Cochran's campaign has reportedly denied being associated with the calls, saying McDaniel's supporters are to blame.
“It’s an obvious, transparent stunt by McDaniel and his allies,” Jordan Russell, a spokesman for Cochran, told the Daily Caller on Sunday.
The McDaniel campaign struck back, with campaign representative Noel Fritsch telling the Daily Caller, “It is clear that Mississippi Republicans have rejected Thad Cochran’s liberal voting record and it’s sad to see Thad Cochran resort to courting Democrats simply to hold onto power."
Cochran's campaign did not immediately respond to a request for comment from TheBlaze.
Forced into a runoff, U.S. Sen. Thad Cochran, R-Miss., started the first day of a three-week campaign Wednesday, June 4, 2014 with a brief afternoon stop at a fast-food restaurant in Flowood, Miss., where he also spoke to reporters. (AP Photo/Rogelio V. Solis)
Whether or not the robocalls are genuinely coming from Cochran's camp, there has a broad effort underway to paint Cochran as a moderate and to encourage blacks to vote in the GOP runoff against McDaniel, whose tweets and quotes have been used by his critics to accuse him of racism.
Mississippi blacks overwhelmingly vote Democratic, with only 2 percent participating in the 2012 Republican primary, but an outreach effort by the Cochran campaign has sought to change that. Mississippi allows anyone, regardless of party affiliation, to vote in its GOP primary, as long as they didn't previously vote in that year's Democratic primary.

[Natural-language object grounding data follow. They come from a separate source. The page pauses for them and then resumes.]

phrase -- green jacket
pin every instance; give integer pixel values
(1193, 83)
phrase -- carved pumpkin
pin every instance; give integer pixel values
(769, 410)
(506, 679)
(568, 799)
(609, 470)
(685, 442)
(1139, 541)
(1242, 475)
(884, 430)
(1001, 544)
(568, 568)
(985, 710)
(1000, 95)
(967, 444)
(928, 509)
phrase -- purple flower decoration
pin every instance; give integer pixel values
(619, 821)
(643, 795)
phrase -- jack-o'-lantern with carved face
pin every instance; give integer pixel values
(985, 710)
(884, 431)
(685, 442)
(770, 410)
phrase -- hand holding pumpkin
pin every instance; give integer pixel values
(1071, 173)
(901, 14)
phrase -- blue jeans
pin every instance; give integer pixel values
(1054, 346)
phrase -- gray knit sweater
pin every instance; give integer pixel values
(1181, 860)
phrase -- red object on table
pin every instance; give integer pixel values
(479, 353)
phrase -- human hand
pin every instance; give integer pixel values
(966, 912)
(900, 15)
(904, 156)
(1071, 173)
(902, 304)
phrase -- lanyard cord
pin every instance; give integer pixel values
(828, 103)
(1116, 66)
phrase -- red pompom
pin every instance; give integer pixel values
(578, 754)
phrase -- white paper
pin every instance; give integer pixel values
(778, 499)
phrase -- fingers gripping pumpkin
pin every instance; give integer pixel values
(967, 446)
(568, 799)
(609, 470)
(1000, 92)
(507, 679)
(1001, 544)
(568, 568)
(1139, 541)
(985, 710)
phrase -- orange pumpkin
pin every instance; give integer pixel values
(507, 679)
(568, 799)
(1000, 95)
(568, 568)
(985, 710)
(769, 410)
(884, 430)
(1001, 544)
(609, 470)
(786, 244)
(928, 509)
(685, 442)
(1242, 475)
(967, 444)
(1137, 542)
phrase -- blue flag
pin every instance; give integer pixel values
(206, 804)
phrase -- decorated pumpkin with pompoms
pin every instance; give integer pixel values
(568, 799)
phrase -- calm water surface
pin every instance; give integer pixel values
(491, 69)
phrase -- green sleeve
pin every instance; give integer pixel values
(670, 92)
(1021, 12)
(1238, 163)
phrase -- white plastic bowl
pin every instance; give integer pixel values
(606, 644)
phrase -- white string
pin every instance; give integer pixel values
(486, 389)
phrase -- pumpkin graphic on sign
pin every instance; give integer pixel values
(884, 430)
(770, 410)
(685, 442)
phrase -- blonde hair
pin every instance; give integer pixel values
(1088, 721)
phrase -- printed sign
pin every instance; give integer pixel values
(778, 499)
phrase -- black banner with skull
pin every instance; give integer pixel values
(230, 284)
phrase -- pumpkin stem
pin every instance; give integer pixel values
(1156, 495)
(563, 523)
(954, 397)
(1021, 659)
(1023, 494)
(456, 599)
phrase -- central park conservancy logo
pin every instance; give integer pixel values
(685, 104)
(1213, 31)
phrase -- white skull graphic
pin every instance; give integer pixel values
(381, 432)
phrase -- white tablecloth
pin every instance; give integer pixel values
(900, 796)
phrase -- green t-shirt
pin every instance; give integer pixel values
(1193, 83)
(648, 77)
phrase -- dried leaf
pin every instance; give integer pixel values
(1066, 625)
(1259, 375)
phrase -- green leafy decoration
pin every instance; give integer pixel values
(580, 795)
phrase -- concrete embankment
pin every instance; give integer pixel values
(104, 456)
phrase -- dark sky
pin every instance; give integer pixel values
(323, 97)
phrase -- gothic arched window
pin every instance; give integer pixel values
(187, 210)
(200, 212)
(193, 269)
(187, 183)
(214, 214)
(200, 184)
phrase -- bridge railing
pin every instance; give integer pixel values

“We’ve got efforts reaching out to black voters in Mississippi who want to vote for Thad because they like what Thad is for,” Cochran campaign adviser Austin Barbour told the New York Times. “Thad Cochran is someone who, even with his conservative message, represents all of Mississippi. He’s not some hostile screamer.”
Cochran is part of a slate of so-called Republican establishment members facing Tea Party-backed primary challengers, who netted a shocking win against House Majority Leader Eric Cantor earlier this month.
McDaniel narrowly defeated Cochran in the original primary, and recent polling shows him widening his lead over Cochran to 8 points.